Wasn't sure where to post this. I mean this in a lighthearted way (although have name changed as a bit embarassed about it) so please don't flame me (this is why I'm posting in S&B - hopefully you lot will be more able to see things my way).
Anyway, many moons ago I used to be a lovely slim size 8. I could wear what I wanted without really giving it a thought. Then I became pregnant with DC1. Suddenly my exercise routine went out of the window (I did tonnes pre-DCs). I put on 4 stone during that pregnancy
, going from 8 to 12 stone (well, inlcuding the 9lbs of baby and associated stuff).
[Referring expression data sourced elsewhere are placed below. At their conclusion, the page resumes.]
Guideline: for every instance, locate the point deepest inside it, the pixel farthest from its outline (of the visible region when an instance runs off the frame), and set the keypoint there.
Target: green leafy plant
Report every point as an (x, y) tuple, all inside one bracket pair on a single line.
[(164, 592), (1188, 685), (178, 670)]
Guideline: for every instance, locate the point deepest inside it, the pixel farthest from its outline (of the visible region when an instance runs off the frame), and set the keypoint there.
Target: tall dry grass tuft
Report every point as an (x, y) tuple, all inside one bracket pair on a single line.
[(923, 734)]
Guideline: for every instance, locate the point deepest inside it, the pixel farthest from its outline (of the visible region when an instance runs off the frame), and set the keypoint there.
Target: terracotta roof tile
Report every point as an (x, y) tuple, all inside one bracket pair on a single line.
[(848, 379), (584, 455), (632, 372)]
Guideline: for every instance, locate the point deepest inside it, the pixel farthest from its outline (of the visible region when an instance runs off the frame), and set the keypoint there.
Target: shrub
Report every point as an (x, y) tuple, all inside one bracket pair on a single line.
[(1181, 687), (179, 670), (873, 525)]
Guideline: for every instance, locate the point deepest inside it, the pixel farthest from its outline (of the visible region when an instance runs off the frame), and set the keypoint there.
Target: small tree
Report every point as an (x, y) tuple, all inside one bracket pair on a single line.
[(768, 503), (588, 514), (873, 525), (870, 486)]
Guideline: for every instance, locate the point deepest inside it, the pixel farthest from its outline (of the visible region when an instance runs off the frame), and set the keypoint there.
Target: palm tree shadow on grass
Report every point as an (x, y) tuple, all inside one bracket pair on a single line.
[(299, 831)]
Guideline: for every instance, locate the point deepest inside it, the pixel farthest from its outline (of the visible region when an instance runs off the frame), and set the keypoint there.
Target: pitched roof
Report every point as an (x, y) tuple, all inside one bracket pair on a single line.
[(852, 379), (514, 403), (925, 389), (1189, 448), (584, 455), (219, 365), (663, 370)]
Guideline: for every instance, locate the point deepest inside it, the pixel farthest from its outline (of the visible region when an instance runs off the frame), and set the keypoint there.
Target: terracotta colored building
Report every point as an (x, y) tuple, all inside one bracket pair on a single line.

It didn't just "fall off". I had an EMCS. My tummy has never looked even vaguely the same. I got down to 9 stoneish, then got pregnant again. Even being far, far more careful I still put on almost 2 stone.
With a massive amount of exercise and dieting, I'm now back down to about 8 and a half stone, which I'm happy with (but I have to exercise every day to maintain this, and finding the time is hard). My tummy however is a bloody awful mess - seperated tummy muscles, 2 CSs now, it will never look good again, and is worse after DC2 than it was after DC1. Other parts of me are not where they should be
and almost 2 years of broken sleep are taking their toll. I look just about OK in clothes, but I have to be careful about what I wear.
DC2 is almost 2. We really would like a DC3 (really, I would!), and I'm 35 so we should probably do something about it soon. But I simply cannot bear the thought of piling all of the weight back on again (I'm only 5ft 2 and don't carry weight well), and having to work so hard to sort it out, and the propsect of what another pregnancy might do to my disaster zone of a tummy. I'm too much of a scaredy to consider a tummy tuck at the end of it all (which DH has suggested... I might even be eligible for one on the NHS if my muscles got worse, but I just don't think I could go through with it).
Has anyone else felt like this? Would someone like to give me a kick up the bottom and tell me to stop being so vain?